At a high level, training takes in training data and produces model weights, and “test time” takes model weights and a prompt to produce output. Every end user has the same model weights, but different prompts. They’re saying that the constitution goes into the training data, while CLAUDE.md goes into the prompt.

5 hours ago | parent | prev | next [-]
[deleted]
6 hours ago | parent | prev [-]
[deleted]
viccis 2 hours ago | parent | prev | next [-]

It seems a lot like PR. Much like their posts about "AI welfare" experts who have been hired to make sure their models welfare isn't harmed by abusive users.

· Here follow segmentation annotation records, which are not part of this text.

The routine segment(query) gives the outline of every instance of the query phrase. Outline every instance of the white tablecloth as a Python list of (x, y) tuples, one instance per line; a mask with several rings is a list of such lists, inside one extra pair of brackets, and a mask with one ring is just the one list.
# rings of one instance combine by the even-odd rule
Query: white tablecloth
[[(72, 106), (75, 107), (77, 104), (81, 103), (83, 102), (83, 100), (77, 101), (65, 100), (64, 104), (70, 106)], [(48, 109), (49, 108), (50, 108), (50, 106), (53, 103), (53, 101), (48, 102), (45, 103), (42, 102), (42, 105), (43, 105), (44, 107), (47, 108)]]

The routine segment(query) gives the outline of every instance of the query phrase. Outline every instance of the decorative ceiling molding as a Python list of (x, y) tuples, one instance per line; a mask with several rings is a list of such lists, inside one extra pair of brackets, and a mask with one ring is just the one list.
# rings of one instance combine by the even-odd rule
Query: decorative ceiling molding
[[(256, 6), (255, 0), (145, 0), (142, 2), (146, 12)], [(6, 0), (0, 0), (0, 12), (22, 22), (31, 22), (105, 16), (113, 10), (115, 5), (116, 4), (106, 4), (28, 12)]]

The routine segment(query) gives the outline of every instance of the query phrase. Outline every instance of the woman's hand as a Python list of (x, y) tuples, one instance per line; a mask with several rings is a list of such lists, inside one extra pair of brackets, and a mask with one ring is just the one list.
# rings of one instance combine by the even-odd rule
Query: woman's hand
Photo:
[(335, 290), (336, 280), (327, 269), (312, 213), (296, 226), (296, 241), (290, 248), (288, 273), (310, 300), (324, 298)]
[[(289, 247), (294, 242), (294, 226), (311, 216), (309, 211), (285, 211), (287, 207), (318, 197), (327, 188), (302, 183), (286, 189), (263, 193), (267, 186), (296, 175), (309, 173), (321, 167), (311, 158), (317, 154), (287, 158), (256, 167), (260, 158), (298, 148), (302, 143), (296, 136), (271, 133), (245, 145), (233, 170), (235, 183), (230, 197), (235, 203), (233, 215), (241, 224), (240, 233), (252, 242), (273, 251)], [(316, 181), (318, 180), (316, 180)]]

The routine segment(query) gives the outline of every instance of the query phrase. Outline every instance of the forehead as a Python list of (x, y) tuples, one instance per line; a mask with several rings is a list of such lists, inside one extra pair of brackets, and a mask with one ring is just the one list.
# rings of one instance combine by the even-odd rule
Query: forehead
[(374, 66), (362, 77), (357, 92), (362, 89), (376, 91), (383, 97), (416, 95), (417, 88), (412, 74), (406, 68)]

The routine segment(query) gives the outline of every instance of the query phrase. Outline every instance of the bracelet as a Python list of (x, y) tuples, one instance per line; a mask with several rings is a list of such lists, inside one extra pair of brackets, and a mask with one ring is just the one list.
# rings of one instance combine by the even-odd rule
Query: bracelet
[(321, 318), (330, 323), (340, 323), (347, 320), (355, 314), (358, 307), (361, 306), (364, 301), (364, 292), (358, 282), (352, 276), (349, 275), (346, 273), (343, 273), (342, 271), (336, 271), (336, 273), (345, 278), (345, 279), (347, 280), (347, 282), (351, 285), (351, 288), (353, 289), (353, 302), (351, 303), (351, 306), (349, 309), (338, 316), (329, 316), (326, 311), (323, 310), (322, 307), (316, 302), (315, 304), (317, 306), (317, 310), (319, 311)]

I think that, by doing this, they encourage people to anthropomorphize more than they already do and to view Anthropic as industry leaders in this general feel-good "responsibility" type of values.

root_axis 5 hours ago | parent | prev | next [-]

This is the same company framing their research papers in a way to make the public believe LLMs are capable of blackmailing people to ensure their personal survival.

They have an excellent product, but they're relentless with the hype.

sincerely 2 hours ago | parent [-]

I think they are actually true believers

youarenotahuman an hour ago | parent [-]

[dead]

stonogo an hour ago | parent | prev | next [-]

It is B and C, and no AI corporation needs to worry about A.

airstrike 2 hours ago | parent | prev | next [-]

It's C.

bpodgursky 5 hours ago | parent | prev [-]

Anthropic is run by true believers. It is what they say it is, whether or not you think it's important or meaningful.